Herói ou traidor? General que conspirou contra Trump está comprometido - Blog Mundialista

Vilma Gryzinski

Coberto de desonra pela vergonhosa retirada do Afeganistão, Mark Milley agora aparece tramando com China pelas costas de um presidente

Parece diálogo de filme: “General Li, o senhor e eu nos conhecemos há cinco anos. Se nós formos atacar, eu vou te ligar antes. Não será de surpresa”. “General Li, quero garantir que o governo americano é estável e que tudo vai ficar bem. Nós não vamos atacar ou conduzir qualquer operação cinética contra vocês”.

Em linguagem militar, operação cinética equivale a atos de guerra.

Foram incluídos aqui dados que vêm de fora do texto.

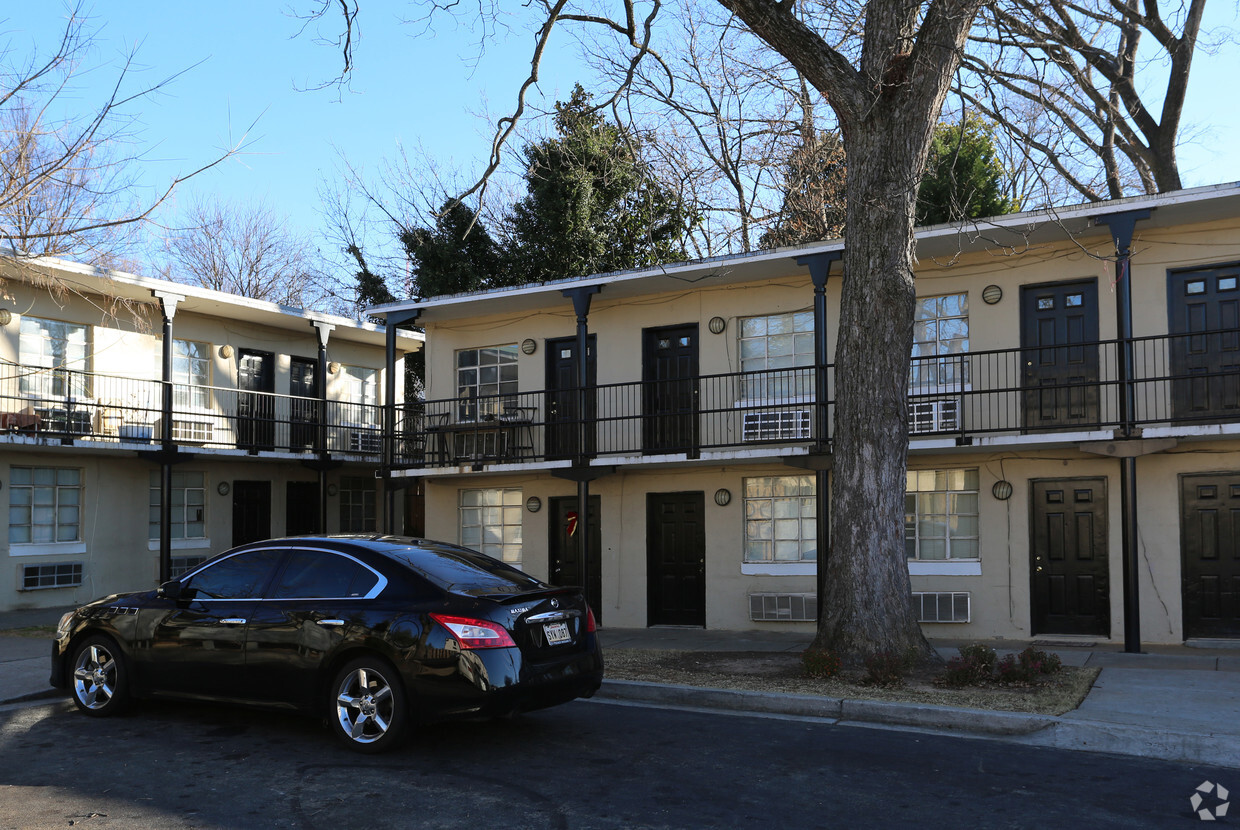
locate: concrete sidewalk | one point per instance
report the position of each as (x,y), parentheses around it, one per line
(1171,702)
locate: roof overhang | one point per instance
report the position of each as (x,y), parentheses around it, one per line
(1014,231)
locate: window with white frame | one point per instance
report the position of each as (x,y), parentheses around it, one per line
(189,504)
(940,340)
(780,519)
(45,505)
(486,379)
(62,354)
(778,341)
(191,375)
(357,505)
(361,395)
(940,515)
(490,521)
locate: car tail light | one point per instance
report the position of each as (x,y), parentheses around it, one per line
(475,633)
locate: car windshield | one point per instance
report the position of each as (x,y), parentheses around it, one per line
(463,571)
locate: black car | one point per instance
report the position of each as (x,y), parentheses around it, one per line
(370,632)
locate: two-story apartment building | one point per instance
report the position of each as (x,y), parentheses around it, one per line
(1074,416)
(120,395)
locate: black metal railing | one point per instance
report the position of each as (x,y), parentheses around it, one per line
(61,403)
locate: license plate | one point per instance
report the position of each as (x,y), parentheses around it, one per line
(557,633)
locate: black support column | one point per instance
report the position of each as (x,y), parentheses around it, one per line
(820,268)
(1122,227)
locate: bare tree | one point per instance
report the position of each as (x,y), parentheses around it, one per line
(1098,124)
(68,184)
(248,251)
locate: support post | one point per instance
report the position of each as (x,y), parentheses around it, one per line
(1122,227)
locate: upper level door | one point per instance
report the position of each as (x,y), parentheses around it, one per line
(1059,356)
(567,423)
(1204,323)
(670,388)
(256,412)
(304,405)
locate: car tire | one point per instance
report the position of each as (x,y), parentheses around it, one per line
(99,676)
(367,707)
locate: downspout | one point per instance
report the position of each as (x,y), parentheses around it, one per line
(1122,227)
(820,269)
(168,303)
(320,434)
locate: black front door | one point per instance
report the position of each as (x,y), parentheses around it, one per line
(252,511)
(670,390)
(256,406)
(1204,324)
(1070,592)
(1210,553)
(304,405)
(564,424)
(301,509)
(566,552)
(676,558)
(1059,355)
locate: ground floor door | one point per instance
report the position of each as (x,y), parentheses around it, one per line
(1210,555)
(566,556)
(676,558)
(252,511)
(1068,553)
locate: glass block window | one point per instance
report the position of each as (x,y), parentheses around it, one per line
(65,575)
(940,515)
(490,521)
(61,351)
(191,375)
(940,339)
(189,505)
(357,505)
(779,341)
(487,379)
(780,519)
(45,505)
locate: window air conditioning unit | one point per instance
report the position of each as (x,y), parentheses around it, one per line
(780,424)
(363,442)
(936,415)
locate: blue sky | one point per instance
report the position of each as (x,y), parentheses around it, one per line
(406,91)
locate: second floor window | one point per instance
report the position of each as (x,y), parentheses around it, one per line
(191,374)
(45,505)
(779,341)
(61,351)
(485,377)
(940,341)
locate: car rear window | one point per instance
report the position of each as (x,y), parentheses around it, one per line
(463,571)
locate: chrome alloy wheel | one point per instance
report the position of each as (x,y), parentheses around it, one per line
(365,705)
(94,676)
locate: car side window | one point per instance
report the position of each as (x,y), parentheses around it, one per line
(321,575)
(238,577)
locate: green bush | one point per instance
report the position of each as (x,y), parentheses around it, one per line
(820,663)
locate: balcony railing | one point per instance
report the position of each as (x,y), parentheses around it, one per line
(50,403)
(1070,388)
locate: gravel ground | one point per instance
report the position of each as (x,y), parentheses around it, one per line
(781,673)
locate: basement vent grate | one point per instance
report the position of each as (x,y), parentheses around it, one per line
(784,608)
(941,607)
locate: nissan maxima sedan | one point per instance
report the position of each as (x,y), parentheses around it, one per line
(373,633)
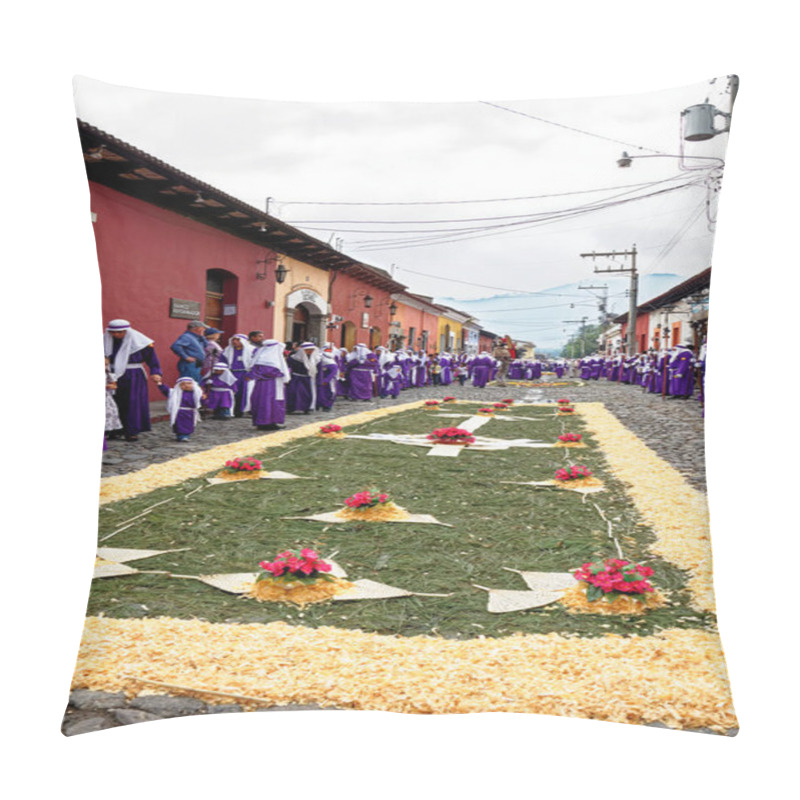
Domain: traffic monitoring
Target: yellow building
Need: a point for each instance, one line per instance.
(451, 324)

O homem que deu garantias ao atual maior inimigo dos Estados Unidos foi o general Mark Milley, chefe do estado-maior conjunto das Forças Armadas americanas – ou seja, o posto mais importante da hierarquia militar. E seu interlocutor foi o general Li Zuocheng, que ocupa o cargo equivalente no Exército Popular de Libertação da China.

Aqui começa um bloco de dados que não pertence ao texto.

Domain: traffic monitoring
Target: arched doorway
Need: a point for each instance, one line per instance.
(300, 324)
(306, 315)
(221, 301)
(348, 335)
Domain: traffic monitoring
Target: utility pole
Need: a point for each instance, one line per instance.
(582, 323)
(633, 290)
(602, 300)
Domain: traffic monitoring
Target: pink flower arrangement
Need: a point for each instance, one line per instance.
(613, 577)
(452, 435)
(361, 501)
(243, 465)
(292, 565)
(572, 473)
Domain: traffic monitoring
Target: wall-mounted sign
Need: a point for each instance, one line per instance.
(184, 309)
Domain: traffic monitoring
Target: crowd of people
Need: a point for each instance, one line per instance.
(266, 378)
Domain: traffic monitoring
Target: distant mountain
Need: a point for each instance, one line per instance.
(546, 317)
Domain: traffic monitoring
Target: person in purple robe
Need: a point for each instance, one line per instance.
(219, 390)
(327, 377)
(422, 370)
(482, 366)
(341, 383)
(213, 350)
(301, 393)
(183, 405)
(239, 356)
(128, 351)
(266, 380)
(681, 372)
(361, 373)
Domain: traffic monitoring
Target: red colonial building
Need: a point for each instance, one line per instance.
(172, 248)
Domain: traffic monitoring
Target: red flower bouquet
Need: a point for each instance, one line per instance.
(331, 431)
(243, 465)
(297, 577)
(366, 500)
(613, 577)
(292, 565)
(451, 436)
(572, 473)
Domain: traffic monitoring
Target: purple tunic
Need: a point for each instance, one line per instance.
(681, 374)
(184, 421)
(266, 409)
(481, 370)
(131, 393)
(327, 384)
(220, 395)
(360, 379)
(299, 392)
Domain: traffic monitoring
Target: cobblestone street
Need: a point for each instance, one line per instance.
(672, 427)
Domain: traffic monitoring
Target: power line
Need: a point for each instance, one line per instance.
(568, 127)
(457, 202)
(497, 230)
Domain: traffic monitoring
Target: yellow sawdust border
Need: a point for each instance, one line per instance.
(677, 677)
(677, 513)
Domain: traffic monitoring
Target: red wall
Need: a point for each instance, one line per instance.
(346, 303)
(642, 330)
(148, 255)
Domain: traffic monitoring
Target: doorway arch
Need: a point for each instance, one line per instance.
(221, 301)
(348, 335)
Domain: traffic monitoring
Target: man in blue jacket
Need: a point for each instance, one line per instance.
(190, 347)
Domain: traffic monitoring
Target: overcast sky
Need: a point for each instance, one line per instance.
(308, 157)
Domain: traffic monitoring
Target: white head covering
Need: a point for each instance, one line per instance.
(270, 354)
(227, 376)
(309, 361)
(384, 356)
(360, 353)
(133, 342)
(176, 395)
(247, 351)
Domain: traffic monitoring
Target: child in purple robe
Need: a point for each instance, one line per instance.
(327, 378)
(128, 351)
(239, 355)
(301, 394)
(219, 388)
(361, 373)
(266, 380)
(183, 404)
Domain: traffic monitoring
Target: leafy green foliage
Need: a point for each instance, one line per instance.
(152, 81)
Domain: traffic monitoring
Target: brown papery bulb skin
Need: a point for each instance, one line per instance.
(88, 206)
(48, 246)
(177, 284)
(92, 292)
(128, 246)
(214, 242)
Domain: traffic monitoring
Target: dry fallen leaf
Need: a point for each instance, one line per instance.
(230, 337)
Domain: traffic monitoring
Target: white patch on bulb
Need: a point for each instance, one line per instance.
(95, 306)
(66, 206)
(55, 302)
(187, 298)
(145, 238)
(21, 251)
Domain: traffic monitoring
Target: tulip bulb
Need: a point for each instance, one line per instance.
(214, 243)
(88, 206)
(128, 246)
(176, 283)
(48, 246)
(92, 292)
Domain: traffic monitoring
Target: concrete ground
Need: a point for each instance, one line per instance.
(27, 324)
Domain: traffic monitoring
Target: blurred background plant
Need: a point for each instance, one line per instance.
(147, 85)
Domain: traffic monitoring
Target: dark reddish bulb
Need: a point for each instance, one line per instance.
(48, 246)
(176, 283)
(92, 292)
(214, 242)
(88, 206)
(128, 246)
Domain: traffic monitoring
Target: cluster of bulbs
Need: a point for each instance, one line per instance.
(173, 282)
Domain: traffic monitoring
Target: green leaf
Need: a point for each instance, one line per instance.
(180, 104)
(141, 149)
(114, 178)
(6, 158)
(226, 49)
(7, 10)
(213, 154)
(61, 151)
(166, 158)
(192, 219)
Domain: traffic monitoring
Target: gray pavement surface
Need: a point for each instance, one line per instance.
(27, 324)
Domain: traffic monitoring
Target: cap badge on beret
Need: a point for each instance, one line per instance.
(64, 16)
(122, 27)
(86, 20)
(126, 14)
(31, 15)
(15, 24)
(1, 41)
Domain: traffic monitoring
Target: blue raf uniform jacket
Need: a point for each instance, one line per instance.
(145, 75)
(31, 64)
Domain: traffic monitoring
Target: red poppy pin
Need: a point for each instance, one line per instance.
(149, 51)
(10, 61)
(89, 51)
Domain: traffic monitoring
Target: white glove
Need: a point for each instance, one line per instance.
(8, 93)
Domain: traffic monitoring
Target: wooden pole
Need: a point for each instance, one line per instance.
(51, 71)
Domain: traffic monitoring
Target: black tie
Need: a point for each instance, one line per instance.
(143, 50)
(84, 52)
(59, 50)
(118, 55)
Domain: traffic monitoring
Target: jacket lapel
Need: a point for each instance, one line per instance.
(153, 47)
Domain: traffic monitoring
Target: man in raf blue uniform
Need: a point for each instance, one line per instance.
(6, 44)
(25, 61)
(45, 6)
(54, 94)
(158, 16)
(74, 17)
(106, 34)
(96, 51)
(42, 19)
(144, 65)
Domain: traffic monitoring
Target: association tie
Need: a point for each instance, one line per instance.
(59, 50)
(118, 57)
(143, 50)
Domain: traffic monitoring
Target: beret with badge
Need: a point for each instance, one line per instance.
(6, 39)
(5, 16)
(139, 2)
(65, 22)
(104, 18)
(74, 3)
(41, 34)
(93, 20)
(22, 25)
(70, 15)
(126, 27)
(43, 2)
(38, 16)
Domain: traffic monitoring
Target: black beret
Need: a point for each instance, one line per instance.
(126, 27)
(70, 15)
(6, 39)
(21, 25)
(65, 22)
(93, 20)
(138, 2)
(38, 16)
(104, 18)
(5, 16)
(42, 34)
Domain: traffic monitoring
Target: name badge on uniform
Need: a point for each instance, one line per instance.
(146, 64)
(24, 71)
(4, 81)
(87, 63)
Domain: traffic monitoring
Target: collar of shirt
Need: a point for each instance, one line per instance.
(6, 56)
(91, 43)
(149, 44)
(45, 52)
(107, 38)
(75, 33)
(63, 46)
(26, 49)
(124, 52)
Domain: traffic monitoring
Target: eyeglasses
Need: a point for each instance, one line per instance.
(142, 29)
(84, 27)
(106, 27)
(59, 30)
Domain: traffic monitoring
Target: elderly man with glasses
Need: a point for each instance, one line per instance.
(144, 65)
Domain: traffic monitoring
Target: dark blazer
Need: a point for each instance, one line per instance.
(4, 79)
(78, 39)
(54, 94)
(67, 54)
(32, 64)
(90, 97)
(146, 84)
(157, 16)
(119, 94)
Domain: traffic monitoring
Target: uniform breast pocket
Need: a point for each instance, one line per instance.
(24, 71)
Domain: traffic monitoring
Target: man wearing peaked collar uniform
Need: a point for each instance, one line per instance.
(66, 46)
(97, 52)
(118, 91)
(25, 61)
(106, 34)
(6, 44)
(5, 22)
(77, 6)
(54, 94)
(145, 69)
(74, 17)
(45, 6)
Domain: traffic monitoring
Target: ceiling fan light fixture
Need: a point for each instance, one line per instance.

As duas conversas estão no novo livro de Bob Woodward e Robert Costa sobre a etapa final do governo de Donald Trump, intitulado Perigo. Woodward, da dupla de Watergate, deu vários sinais de que integrava a turma psicologicamente perturbada pelo ódio acumulado contra Trump, mas os telefonemas reproduzidos não foram desmentidos. Isso significa que foram revelados pelo próprio Milley ou por alguém que falou com autorização dele.

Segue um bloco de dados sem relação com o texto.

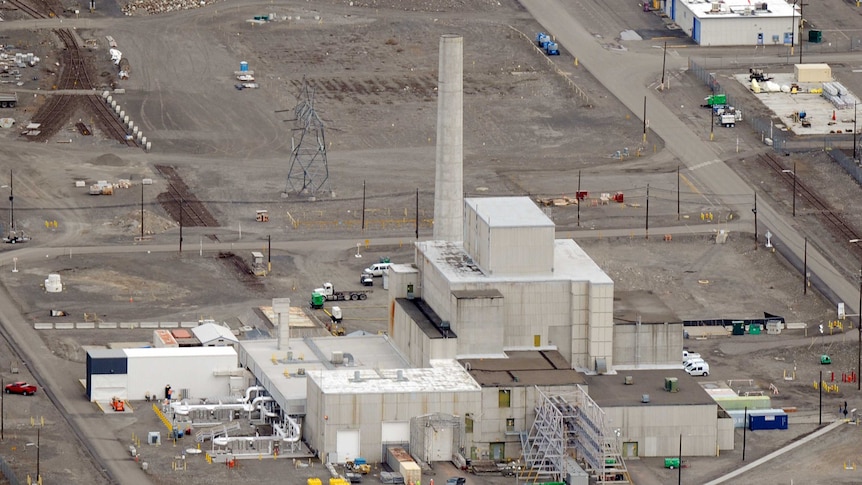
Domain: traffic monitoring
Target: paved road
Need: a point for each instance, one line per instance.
(627, 74)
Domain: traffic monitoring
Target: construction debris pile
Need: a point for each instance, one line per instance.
(839, 96)
(154, 7)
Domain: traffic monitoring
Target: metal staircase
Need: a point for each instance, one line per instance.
(572, 425)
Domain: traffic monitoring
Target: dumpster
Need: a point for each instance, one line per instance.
(815, 36)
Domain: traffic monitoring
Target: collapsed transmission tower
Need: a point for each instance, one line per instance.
(309, 171)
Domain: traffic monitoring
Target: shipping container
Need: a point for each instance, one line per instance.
(756, 423)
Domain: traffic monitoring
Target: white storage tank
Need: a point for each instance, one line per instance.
(53, 284)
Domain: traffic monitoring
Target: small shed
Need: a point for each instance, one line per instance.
(214, 335)
(812, 73)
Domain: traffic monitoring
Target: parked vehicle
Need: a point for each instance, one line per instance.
(699, 369)
(377, 269)
(20, 387)
(328, 293)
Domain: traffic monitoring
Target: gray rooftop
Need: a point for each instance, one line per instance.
(571, 263)
(643, 304)
(524, 368)
(509, 212)
(611, 390)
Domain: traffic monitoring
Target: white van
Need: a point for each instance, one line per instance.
(698, 369)
(377, 269)
(686, 355)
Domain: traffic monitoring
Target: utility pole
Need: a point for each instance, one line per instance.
(181, 224)
(647, 215)
(417, 213)
(11, 205)
(645, 121)
(663, 64)
(578, 196)
(805, 269)
(754, 210)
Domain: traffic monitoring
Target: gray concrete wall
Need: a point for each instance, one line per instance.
(657, 429)
(647, 344)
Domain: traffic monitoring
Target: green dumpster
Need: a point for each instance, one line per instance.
(815, 36)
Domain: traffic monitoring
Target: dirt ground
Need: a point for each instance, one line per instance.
(372, 66)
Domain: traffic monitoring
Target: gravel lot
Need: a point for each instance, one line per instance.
(372, 65)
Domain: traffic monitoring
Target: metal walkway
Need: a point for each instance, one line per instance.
(572, 424)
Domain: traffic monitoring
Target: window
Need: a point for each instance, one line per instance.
(505, 398)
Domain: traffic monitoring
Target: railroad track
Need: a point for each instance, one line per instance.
(822, 208)
(28, 9)
(74, 74)
(178, 201)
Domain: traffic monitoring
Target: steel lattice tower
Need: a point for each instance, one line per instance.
(309, 171)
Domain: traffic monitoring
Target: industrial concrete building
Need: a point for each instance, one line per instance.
(509, 285)
(720, 23)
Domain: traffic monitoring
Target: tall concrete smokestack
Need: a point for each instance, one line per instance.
(449, 183)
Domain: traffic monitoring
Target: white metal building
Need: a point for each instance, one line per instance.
(199, 372)
(720, 23)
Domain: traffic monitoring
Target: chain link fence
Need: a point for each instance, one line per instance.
(7, 473)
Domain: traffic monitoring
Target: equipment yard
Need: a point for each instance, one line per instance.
(179, 249)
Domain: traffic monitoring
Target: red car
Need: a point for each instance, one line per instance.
(20, 387)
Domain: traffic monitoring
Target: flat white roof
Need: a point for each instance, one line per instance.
(442, 376)
(703, 9)
(314, 355)
(571, 263)
(509, 212)
(211, 331)
(180, 352)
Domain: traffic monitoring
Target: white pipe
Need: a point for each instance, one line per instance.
(252, 389)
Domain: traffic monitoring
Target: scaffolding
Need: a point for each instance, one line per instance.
(309, 171)
(572, 424)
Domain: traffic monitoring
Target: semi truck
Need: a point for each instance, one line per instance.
(328, 293)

A tese do livro é que os telefonemas do general ao seu colega/adversário chinês,  completamente contrários à hierarquia, à cadeia de comando e ao manual de comportamento de um chefe militar, tiveram um objetivo nobre: desarticular alguma manobra de Trump que envolvesse algo grandioso e perigosíssimo, como um ataque contra a China, para impedir ou neutralizar sua derrota na campanha pela reeleição.

É uma tese duvidosa. Ao contrário do que aparece nos filmes sobre presidentes, um subgênero do cinema americano, o ocupante da Casa Branca, embora seja o comandante-chefe das Forças Armadas,  não pode desencadear uma guerra de uma hora para outra, sem o conhecimento e o consenso, ainda que não unânime, dos civis e militares que formam o establishment da defesa nacional. Também não pode “apertar um botão” e desfechar um ataque nuclear a seu bel prazer.

É claro que para os antitrumpistas, o general, que já havia esperneado quando Trump levou a cúpula militar para uma caminhada até uma igreja ao lado da Casa Branca que os manifestantes ligados ao Black Lives Matter haviam tentando incendiar, teve um comportamento heróico ao neutralizar preventivamente uma perigosa e alucinada jogada de Trump.

No campo oposto, dos que se chocaram com a forma como um chefe do estado-maior conjunto pode se aliar a um adversário chinês, a melhor reação foi do senador republicano Marco Rubio. Numa carta aberta a Joe Biden, ele também usa termos que parecem de cinema, manifestando “grave preocupação” com a possibilidade de que o general Milley considerasse a hipótese de “fazer um traiçoeiro vazamento de informações sigilosas ao Partido Comunista Chinês em antecipação a conflito armado com a República Popular da China”. “Estes atos do general Milley demonstram uma clara falta de discernimento e eu o exorto a demiti-lo imediatamente”.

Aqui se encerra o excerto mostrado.